Nobel Peace laureate, Aung San Suu Kyi, has been stripped of the ‘Freedom of Oxford award’ over her inaction in the escalating Rohingya crisis.
The Oxford City Council voted unanimously on 27 November 2017 to permanently revoke the ‘ Freedom of the City’ honour awarded to Suu Kyi in 1997, which she personally collected in 2012, after spending 15 years under house arrest.
In an official statement, Councillor Mary Clarkson said that when Sung San Suu Kyi was given the ‘Freedom of the City’ in 1997, it was because she reflected Oxford’s values of tolerance and internationalism and as a celebration of her opposition to oppression and military rule in Burma.
However, the councillor stated that the council has now decided to strip her of the city’s highest honour because of her inaction in the face of oppression of the minority Rohingya population. The councillor stated that this was their way of adding their voice to that of others calling for human rights and justice for the Rohingyas.
The councillor further added saying that Oxford has a long tradition of being a diverse and humane city and their reputation would be tarnished by honouring those who turn a blind eye to violence.

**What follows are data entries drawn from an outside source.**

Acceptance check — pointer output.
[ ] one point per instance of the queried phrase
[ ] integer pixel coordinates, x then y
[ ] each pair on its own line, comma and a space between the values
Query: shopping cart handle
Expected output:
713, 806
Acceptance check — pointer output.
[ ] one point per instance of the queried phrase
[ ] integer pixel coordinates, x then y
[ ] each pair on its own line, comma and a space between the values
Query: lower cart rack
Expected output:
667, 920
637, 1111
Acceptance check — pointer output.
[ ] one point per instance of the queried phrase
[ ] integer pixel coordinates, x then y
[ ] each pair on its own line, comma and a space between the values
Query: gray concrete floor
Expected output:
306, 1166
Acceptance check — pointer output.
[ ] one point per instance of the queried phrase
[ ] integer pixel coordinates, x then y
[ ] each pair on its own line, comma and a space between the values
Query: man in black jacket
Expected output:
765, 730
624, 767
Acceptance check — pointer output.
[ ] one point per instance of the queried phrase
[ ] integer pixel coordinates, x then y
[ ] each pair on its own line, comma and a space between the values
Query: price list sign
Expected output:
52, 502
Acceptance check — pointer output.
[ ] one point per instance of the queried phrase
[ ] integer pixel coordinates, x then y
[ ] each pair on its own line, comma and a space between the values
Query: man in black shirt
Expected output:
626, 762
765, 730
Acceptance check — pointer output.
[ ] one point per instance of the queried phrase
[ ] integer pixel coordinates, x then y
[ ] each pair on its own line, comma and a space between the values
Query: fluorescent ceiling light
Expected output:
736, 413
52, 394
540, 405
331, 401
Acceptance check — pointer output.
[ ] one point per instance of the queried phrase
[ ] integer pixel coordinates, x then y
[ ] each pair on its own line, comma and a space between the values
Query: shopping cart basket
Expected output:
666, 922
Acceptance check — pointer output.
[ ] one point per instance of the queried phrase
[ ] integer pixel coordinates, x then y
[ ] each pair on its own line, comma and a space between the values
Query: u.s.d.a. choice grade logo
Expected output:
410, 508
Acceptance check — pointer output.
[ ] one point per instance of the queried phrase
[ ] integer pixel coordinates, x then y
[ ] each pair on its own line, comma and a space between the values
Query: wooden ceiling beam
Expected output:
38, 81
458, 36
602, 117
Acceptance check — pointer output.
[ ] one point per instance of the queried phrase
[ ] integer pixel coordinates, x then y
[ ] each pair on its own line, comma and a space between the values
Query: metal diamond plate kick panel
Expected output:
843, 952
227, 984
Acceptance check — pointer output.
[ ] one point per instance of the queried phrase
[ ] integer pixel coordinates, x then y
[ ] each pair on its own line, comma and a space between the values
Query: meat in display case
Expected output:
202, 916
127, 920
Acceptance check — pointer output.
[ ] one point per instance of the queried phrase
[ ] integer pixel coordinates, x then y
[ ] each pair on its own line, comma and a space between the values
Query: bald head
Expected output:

Suu Kyi, the 72-year-old Burmese State Counsellor, at a position similar to that of the Prime Minister,has been widely criticised for turning a blind eye to the violence and military crackdown in Myanmar's Rakhine state that forced more than 600,000 Rohingya Muslims to seek refuge in Bangladesh, creating one of the world's biggest refugee crisis.
While the United Nations has described the violence and mass migration as 'a textbook example of ethnic cleansing', Suu Kyi has denied all the allegations.
It was only last week that Myanmar signed a deal with Bangladesh to allow the refugees to return home.
Coming to the revoking of the award, this is not the first such instance, as, since the eruption of the Rohingya crisis, several institutions have begun distancing themselves from the leader.
Other Honours withdrawn from Suu Kyi
• In September, the governing body of St Hugh's College at Oxford University, Suu Kyi's alma mater, decided to remove a painting of her from its main entrance.
• In October, under-graduates at the college voted to remove her name from the title of their junior common room.
• At the beginning of November, musician Bob Geldof returned his Freedom of the City of Dublin award, which is also held by Suu Kyi, in protest against her response to the Rohingya crisis.
• The City of London Corporation has also been debating over revoking Suu Kyi's Honourary Freedom, bestowed upon her earlier in 2017.
• The students at the London School of Economics also voted last week to revoke the Honourary Students' Union presidency, which was awarded to the Myanmar leader in 1992.
• Prior to Oxford, the cities of Sheffield and Glasgow stripped the Burmese leader of their Freedom of the City awards.
• Canada's largest trade union, Unifor, also withdrew the honourary membership that it had awarded Aung San Suu Kyi in 2000.
The Nobel Institute has however stated that it is not possible to strip a Nobel Peace Prize laureate of his or her award once bestowed.